I have a confession – I’m a single mom without a mom or family of my own. I have really struggled to find authentic community inside the church. I’ve continued to try, year after year. I’ve grown used to feeling like I just have to figure it out myself. It is, perhaps one of my greatest strengths and also one of my greatest weaknesses. My life circumstances haven’t fit into a nice neat box that the church can usually relate to. Often, the more I couldn’t connect inside the church seemed to push me to seek ways to connect to God outside of the church. Honestly, I’ve spent the greater part of a decade convinced something was wrong with me. I went more on a desperate search to figure out what it was than to find God, but that might be the subject for a later post. For now, just know that God found lots of ways to make himself known to me. When Christians couldn’t relate to me, God found a way to relate to me. When Christians didn’t have time for me, or compassion, or wisdom or encouragement, God found a way. I didn’t always know it at the time. In fact, usually I didn’t.
The result of looking outside of church? God went from being mostly a “Sunday” thing to an everyday thing. Actually, an every second thing. Now, I hear and see God in everything I am involved in. He shows up in every movie I see, every book I read, the things people say to me, everywhere in nature, in my dog, my daughter, the homeless person begging, those who are attracted to the same sex, those that I have relationship difficulties with and even the mass shooter that killed 17 people this past February. I’ve learned that God is always there and it’s only my awareness of him that ever changes.

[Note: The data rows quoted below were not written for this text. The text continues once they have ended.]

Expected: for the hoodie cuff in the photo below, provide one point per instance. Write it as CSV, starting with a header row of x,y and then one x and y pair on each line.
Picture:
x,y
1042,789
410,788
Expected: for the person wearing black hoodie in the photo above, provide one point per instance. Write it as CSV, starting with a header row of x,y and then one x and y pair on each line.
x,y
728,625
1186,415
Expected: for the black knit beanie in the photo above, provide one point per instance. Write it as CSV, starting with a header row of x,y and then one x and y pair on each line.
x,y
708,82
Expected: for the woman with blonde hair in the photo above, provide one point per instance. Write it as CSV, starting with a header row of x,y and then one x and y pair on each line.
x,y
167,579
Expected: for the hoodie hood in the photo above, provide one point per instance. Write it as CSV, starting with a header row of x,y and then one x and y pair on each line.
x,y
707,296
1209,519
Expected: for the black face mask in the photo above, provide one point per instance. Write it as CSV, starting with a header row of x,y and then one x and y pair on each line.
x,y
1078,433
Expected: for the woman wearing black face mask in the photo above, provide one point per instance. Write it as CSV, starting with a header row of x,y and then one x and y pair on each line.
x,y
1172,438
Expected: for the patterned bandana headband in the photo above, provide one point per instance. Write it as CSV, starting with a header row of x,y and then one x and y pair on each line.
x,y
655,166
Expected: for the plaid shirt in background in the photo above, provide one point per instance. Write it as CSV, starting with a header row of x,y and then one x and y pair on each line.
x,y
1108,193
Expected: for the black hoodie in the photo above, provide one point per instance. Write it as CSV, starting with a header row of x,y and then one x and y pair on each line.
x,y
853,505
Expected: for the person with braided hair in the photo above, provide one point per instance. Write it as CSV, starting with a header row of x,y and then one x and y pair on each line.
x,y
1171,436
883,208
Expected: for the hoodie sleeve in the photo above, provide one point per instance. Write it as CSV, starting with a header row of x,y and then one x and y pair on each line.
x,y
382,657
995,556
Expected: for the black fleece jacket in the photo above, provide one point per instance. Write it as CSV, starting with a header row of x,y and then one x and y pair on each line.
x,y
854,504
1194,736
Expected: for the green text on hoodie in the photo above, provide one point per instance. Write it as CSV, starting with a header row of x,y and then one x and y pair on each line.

Another realization of my desperate search to find God (or was it myself?) outside of the church? I discovered that for me, my relationship with God is really a private matter. I connect best and most with God when I am alone. I love when I can share that with others, but it never seems to happen in structured ways or times, even when I try, especially when I try. Usually it happens in random relational moments that are so awesome I actually wish I could manufacture them at will, but it never happens like that. My spirituality is primarily a private relationship and at a distant second, a social one.
It’s only in hindsight that I realize that when my relationship with God revolved more around Sunday mornings services, small groups or service to the church, the subtle message (sometimes not so subtle) was that I couldn’t really have a relationship with God without the church. Ironically, outside of the church and arguably, somewhat outcast from it, is exactly where I did find him. Prior to, God was more of an abstract construct in my mind, than something or someone, real in my heart. I definitely knew the right words to say that conveyed Jesus was in my heart. I absolutely meant those words at the time. However, I could only draw upon the words others had used to tell me about God, usually regurgitations from the Bible during services or in small group. It’s almost like our own experiences with God are not to be trusted or valued. Instead, it is much safer to rely on the experiences of God as they occurred through Bible heroes .Now that I have my own experiences with God, I am much less interested in what Abraham and other Bible characters said or did with God and more interested in what God has to say and experience with me. Selfish of me, I know.
The funny thing is. I’m currently on the outside of church, but feel more connected to God than ever. Those still inside believe that I just need to find Jesus. But I’ve already “have” Jesus. The more adamant they are that I need to be in church to experience the real God, the more separate from them I feel. I can no longer override my own experience with someone else’s theology. Quite frankly, I wonder whose voice they might be listening to. How can they know what’s best for my soul’s growth? Is there really a one size fits all? Like the tower of Babel, it seems we speak a different language, except I feel pretty fluent in theirs because I used to speak it too.